Wednesday, January 16, 2013

Early 1900s Cantiniere wagons.

 Thomas Cardoza's excellent site and his book Intrepid Women: Cantinières and Vivandières of the French Army document the the history of French Cantinieres up to World War One. He records the final years of the cantinieres and the increasing regulations making it hard for women to make a living as cantinieres. The wagon style and size used by these women was regulated and thanks to early 1900s postcards, we can see these wagons and the staff attached to to the cantinere when the army was on maneuvers. You can also see the lack of the cantiniere costume in these photos. I found these cards on various on-line auction sites.

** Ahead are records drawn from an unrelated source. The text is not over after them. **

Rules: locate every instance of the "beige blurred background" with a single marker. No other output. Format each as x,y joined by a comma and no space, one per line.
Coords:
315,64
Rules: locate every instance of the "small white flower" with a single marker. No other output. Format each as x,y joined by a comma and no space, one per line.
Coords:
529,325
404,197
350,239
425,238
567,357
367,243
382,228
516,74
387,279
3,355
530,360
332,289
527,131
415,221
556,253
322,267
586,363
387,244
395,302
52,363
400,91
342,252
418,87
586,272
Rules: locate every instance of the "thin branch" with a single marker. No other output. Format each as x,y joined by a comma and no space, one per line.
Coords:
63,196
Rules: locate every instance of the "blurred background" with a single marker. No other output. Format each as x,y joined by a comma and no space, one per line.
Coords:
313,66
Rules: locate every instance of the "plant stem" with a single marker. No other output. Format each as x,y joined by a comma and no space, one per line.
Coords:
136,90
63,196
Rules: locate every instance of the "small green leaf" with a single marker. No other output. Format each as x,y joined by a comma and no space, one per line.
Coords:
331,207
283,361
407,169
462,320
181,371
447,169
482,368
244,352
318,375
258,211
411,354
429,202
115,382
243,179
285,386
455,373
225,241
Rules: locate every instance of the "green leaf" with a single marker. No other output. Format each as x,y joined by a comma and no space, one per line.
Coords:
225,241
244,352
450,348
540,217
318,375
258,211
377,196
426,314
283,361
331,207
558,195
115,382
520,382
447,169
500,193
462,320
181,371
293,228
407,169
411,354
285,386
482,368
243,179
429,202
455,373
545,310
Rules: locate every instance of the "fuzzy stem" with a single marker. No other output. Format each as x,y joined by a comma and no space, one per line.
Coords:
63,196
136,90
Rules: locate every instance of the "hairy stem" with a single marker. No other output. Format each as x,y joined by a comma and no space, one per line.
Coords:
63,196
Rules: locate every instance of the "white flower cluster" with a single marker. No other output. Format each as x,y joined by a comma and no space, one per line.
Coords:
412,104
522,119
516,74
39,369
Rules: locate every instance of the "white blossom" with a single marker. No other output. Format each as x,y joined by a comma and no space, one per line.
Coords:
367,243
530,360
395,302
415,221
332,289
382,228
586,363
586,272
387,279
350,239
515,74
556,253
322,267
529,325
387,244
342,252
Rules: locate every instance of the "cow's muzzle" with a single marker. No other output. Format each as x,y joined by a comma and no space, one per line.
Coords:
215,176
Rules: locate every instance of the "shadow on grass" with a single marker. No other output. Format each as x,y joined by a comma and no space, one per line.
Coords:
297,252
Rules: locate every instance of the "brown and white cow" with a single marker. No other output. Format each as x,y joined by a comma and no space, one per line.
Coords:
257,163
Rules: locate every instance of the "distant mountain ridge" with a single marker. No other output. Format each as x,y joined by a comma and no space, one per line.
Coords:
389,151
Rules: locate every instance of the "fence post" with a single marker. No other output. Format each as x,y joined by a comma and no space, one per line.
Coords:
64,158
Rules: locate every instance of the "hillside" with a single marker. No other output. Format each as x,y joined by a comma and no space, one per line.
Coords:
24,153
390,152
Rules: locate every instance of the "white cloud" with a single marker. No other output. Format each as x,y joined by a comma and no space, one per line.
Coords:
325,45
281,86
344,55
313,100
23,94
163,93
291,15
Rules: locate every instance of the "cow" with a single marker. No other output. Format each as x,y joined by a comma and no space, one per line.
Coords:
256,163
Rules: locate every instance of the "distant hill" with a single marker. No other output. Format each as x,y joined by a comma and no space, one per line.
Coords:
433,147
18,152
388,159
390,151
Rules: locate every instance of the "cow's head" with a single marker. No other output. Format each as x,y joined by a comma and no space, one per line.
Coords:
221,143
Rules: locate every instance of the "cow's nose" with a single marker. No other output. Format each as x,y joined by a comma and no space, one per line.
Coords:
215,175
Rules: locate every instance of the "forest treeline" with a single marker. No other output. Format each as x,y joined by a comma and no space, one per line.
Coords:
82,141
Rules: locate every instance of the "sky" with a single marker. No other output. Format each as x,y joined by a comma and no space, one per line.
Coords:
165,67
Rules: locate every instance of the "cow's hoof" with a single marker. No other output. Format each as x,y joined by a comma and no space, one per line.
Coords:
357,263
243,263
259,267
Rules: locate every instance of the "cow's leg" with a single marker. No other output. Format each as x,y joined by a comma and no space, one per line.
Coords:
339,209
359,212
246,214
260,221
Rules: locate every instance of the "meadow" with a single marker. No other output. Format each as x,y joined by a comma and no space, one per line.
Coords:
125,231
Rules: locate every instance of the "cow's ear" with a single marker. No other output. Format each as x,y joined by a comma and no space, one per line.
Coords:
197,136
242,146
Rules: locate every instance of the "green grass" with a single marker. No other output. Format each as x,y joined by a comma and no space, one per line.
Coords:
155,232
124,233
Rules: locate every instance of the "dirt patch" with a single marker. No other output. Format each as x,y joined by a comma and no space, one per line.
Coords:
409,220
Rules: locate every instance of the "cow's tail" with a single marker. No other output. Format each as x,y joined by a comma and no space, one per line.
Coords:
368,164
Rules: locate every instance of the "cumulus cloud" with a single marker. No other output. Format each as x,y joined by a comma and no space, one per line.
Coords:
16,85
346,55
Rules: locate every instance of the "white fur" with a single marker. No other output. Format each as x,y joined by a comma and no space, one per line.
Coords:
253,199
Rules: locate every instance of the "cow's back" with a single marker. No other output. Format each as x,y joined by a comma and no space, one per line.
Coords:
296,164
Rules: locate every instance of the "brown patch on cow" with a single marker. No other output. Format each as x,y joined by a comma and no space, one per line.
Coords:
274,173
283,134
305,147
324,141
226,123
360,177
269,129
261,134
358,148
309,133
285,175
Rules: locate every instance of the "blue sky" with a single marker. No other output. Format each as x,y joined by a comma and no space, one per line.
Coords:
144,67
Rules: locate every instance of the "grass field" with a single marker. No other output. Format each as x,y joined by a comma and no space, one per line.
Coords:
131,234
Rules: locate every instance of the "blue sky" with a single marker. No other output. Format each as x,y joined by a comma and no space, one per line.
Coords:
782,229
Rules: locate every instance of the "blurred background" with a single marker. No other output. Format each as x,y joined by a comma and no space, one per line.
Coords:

  1. What a fabulous resource, thanks for sharing Scott.

  2. Some amazing images there. In many cases those are substantial operations on display. Scott, do you know if at some point the role of the cantiniere was subsumed in a more formal organization in the French military, similar to Britain's Navy, Army, Air Force Institutes (NAAFI)?

  3. I'm going from Cardoza's book that the Cantiniere role was gone in the French army by WW One but there are late 1910/early 1920s images, mostly postcards, of post canteens with civilian women bar keepers. Cardoza suggests that the elimination of cantinieres from French regiments made life tougher during WW One because such food drink and comfort services for troops were absent.